Money goes to education
Georgia lawmakers are stepping up to the sports betting plate yet again. On Thursday, House Tourism and Economic Development Chairman Ron Stephens filed a bill which would legalize the pastime in the state, putting it under the control of the Georgia Lottery. Though Georgia just went “blue” in the presidential and dual Senate elections, it has long been a socially conservative state (outside of Atlanta, at least), with the lottery as the only legal form of gambling.
Revenue from sports betting would go toward the HOPE Scholarship program, which awards partial or full scholarships to eligible Georgia high school students who attend in-state colleges and universities. It has been a runaway hit since its creation in 1993, largely because of its generous awards and achievable requirements.
The HOPE Scholarship is funded entirely by proceeds from the lottery, but its popularity has caused a financial strain, so much so that the eligibility requirements were tightened five years ago. Rather than just needing a 3.0 GPA (this is a simplification, but this has pretty much been the primary requirement), students must now also take a specific number of “academically rigorous” classes in high school.
The lottery also funds pre-K educational programs. It raised $1.2 billion for education in 2020.
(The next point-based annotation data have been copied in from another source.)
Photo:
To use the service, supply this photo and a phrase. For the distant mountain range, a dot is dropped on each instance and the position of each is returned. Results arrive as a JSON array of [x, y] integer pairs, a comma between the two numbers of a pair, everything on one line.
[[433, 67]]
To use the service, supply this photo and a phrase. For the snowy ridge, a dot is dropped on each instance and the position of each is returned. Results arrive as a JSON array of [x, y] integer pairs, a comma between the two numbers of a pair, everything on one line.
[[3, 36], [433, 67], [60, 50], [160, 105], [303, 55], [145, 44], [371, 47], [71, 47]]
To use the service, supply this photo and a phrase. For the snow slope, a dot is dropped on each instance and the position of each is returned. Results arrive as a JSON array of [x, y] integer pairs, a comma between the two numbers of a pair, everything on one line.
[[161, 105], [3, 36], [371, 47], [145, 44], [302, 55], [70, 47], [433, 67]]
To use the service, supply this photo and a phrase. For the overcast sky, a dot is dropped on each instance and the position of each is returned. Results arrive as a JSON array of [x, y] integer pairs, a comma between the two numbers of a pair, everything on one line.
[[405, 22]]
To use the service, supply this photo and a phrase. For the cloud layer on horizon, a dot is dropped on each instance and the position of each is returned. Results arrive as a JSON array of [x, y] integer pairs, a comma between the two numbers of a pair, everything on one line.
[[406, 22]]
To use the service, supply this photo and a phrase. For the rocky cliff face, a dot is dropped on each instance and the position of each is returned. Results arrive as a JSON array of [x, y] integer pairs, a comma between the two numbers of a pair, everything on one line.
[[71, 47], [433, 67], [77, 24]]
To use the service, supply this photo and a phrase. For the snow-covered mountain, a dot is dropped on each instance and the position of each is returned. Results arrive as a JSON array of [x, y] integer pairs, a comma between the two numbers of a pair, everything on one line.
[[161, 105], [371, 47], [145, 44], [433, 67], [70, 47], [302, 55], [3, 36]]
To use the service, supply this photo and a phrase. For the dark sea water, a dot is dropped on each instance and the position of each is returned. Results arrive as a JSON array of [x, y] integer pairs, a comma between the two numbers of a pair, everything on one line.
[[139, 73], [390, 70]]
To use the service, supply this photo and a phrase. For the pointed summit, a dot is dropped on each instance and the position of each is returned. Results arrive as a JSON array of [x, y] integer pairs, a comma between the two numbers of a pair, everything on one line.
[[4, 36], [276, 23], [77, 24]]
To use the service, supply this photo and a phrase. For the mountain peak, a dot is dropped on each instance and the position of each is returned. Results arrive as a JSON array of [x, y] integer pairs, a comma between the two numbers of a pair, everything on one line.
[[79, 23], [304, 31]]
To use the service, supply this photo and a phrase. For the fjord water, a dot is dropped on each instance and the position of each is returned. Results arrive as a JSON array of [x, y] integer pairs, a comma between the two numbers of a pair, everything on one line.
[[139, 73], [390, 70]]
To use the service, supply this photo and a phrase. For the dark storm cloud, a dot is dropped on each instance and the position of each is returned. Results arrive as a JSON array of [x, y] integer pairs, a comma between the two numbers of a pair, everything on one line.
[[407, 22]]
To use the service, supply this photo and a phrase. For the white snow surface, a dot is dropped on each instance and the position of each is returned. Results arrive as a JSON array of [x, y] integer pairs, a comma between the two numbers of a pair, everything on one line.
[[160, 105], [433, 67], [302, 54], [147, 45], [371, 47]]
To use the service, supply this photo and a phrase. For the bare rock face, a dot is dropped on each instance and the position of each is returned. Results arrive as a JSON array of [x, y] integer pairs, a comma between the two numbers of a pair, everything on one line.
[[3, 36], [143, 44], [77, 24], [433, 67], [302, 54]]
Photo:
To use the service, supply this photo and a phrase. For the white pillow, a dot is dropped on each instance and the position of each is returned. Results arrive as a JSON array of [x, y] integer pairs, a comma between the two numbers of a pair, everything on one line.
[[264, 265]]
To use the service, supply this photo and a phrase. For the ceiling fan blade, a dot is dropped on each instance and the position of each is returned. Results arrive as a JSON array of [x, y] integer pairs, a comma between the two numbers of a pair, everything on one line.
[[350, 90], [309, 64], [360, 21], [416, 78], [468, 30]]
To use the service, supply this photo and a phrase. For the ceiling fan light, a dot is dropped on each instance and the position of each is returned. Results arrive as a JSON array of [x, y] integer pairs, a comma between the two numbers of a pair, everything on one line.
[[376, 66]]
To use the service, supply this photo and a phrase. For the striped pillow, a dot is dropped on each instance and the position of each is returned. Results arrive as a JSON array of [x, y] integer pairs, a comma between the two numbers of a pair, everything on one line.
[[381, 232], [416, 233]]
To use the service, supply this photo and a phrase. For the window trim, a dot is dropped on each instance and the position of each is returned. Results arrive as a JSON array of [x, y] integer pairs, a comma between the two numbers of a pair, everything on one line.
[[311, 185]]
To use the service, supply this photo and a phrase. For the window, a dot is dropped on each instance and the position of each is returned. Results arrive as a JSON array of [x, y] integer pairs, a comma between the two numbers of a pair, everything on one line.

Operators will have to pay
HB 86 is a bipartisan bill, sponsored by three Democrats and three Republicans. It calls for a minimum of six sports betting licenses, though that does not mean that if there are fewer than six applicants (there won’t be), that there wouldn’t be sports betting in Georgia.
The cost for operators is fairly steep. The application fee is $50,000 and the annual licensing fee is $900,000. The bill stipulates a tax rate of 16% on adjusted gross revenue.
Rep. Stephens told the Atlanta Journal-Constitution, “It’s anticipated to bring upward of $100 million in tax revenue. In the big scheme of things, it’s not a lot, but it’s an additional game that the lottery would offer.”
Critics think that is optimistic, but New Jersey just raked in almost $400 million for the year, so a quarter of that seems doable for a state that is top ten in population (and bigger than New Jersey).
First step in gambling expansion
Sports betting bills have been introduced in Georgia before, but none have made it very far. One hurdle is that a constitutional amendment requires a two-thirds majority in both the House and Senate, but Stephens believes this could be done via legislation that doesn’t need that many votes.
He also plans to file bills in soon to legalize casinos and horse racing, hoping to get those on a statewide ballot referendum. He believes sports betting will be the easiest, though.
“We’re putting the path of least resistance first,” Stephens said. “Then, hopefully, it would build the momentum to get the other ones through.”
The Georgia Professional Sports Integrity Alliance, composed of the Atlanta Braves, Hawks, United, and Falcons, supports the bill, as it will help fan interest and engagement. No money from sports betting would be earmarked to the teams or leagues.